While the government continues to assure us it will protect health funding, large scale cuts have already been made to local authority social care budgets. These cuts will have an impact on integrated health and social care services. We identified this in our recent report on adult social care funding, where we called for joint policy and funding arrangements.
So what effect will these cuts have on child and adolescent mental health services (CAMHS)? In 2009/10 almost a quarter of CAMHS funding came from local authorities, but a recent YoungMinds' survey revealed that more than half of commissioners will be cutting their funding in 2011/12. The largest cuts were seen in local authority funding, with up to 25 per cent cuts reported by some local authorities.
This begs the question: how can we prevent vulnerable young people with both health and social care needs from falling into a funding gap?
Since 2003 the Department of Health has distributed CAMHS funding via local authorities (initially as a ring-fenced grant and now as part of the ongoing personal social services grant within the local authority revenue support grant). This year – for the first time – no guidance was given for local authority CAMHS spend. And while money was initially allocated to support the development of comprehensive CAMHS services, an analysis of local authority budget-setting shows evidence of allocations being confined to designated statutory areas of responsibility, such as 'looked after children'.
This jars with recent government policy on early intervention for children and adolescents with mental health difficulties (see the Department of Health's No health without mental health strategy) – where the government acknowledges that half of all mental illness starts before the age of 14. There is a significant case for securing comprehensive CAMHS funding to enable early intervention. But how can the government ensure this happens?

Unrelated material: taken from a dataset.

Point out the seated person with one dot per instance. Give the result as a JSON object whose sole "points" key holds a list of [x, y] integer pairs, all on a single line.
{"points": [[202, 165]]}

A start would be to strengthen joint accountability for outcomes. However, defining and measuring outcomes in CAMHS is challenging. Accountability requires measures that are responsive to change over time, yet the outcomes that really matter – such as reductions in rates of illness in adulthood and rates of crime and improvements in life chances in adulthood – are not readily available until years later. There is a real need to develop usable intermediate outcome measures for CAMHS across health and social care that link to these long-term goals.
It is also imperative that responsibility for these joint outcomes is the core business of organisations in both health and social care and are not seen as discretionary. Government policy needs to clearly set out how it intends for this to happen. With the end of local strategic partnerships, local area agreements and the comprehensive area assessment, it seems this job will fall to health and wellbeing boards. Hopefully these organisations will see CAMHS as an important priority and ensure that vulnerable children will get the funding they need regardless of who is paying.